On appeal to the Commonwealth Court, the matter was listed before a three judge panel, but referred to the Court en banc following oral argument. After reargument, the Board's decision was affirmed. Richards v. Unemployment Compensation Board of Review, supra. We granted allocatur on October 2, 1979.

Appellant argues that the evidence presented at the hearing below established her eligibility for compensation because it showed that she left Quaker for necessitous and compelling reasons.[5] We agree.[6]

*167 Although our scope of review is limited in evaluating Board rulings, "ultimate conclusions" are always subject to appellate scrutiny:

"[I]f supported by substantial evidence in the record as a whole, the Board's findings of fact are conclusive upon appeal. The legal conclusions drawn by the Board from its findings of fact, however, remain subject to judicial review. See Hambridge Steel Erectors, Inc. v. Unemployment Compensation Board of Review, 211 Pa.Super. 425, 428, 235 A.2d 432, 433 (1967).
Whether one had "cause of a necessitous and compelling nature" is an ultimate conclusion which must be drawn from the underlying findings of fact. Such ultimate conclusions-sometimes called "ultimate facts"-are legal conclusions and are always subject to appellate review. Felmlee v. Lockett, 466 Pa. 1, 351 A.2d 273 (1976); In re Estate of Thomas, 463 Pa. 284, 344 A.2d 834 (1975); In re Estate of McKinley, 461 Pa. 731, 337 A.2d 851 (1975); Van Products Co. v. Gen. Weld. & Fab. Co., 419 Pa. 248, 213 A.2d 769 (1965).

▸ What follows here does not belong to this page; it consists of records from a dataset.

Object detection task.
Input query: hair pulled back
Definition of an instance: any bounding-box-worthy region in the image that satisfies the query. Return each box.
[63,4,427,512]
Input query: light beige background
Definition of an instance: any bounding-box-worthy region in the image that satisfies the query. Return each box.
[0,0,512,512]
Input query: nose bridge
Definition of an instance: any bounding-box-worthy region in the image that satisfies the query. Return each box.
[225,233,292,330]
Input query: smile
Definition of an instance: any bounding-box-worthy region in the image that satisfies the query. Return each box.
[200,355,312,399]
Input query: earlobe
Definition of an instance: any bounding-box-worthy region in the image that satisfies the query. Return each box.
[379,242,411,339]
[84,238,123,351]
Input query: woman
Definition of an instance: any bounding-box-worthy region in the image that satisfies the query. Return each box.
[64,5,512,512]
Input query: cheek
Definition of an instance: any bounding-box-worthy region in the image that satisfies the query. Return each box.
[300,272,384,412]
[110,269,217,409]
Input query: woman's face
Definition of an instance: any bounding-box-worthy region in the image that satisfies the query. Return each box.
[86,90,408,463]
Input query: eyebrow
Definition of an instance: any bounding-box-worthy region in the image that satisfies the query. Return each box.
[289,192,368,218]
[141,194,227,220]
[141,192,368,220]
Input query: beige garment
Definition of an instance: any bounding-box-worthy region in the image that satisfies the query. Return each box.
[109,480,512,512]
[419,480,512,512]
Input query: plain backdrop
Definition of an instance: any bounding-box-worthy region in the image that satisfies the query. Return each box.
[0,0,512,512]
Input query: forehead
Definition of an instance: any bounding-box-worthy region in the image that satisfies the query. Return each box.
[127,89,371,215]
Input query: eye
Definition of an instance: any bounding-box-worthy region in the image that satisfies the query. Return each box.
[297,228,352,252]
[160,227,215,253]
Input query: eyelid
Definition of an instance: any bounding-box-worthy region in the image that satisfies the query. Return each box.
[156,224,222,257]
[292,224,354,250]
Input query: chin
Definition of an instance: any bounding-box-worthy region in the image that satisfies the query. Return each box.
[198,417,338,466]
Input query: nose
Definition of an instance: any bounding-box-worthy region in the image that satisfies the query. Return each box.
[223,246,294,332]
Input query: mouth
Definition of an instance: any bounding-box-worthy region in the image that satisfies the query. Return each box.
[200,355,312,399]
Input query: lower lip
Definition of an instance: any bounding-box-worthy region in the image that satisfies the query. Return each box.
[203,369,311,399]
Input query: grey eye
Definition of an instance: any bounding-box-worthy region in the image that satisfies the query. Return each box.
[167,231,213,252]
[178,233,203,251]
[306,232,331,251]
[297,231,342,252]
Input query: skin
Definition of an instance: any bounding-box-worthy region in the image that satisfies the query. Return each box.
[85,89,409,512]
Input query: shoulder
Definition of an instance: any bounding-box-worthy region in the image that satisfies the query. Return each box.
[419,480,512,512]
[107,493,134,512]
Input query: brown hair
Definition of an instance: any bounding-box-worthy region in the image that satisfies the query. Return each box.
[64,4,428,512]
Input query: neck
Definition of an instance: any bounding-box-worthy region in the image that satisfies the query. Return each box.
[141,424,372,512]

Taylor v. Unemployment Compensation Board of Review, 474 Pa. 351, 359, 378 A.2d 829, 832 (1977). A determination that an employee voluntarily left work to join his or her spouse, as described by § 802(b)(2)(I), is an "ultimate conclusion" subject to appellate review. See Sturdevant Unemployment Compensation Case, 158 Pa.Super. 548, 45 A.2d 898 (1946). Further, a determination of what must be shown under § 802(b)(2)(I) to qualify for benefits involves statutory interpretation, which is a basic function of this Court. See, e.g., Hellertown Mfg. Co. v. Commonwealth, 480 Pa. 358, 390 A.2d 732 (1978). Plainly, then, the Board's decision that appellant "voluntarily" left Quaker to join her spouse in Large is reviewable by this Court.

*168 Both the Board and the Commonwealth Court construed § 802(b)(2)(I) to dictate appellant's ineligibility for benefits because the desire to join her spouse might have been one reason for terminating her employment with Quaker. Such a reading of the Act is entirely too restrictive. We have held repeatedly that the Act should be interpreted liberally:

"Finally, it is to be remembered that the Unemployment Compensation Law is a remedial statute, and, excepting the section imposing taxes, its provisions must be liberally and broadly construed so that its objectives [insuring that employees who become unemployed through no fault of their own are provided with some semblance of economic security] may be completely achieved." Blum Unemployment Compensation Case, 163 Pa.Super. 271, 278, 60 A.2d 568, 571 (1948).

Frumento v. Unemployment Compensation Board of Review, 466 Pa.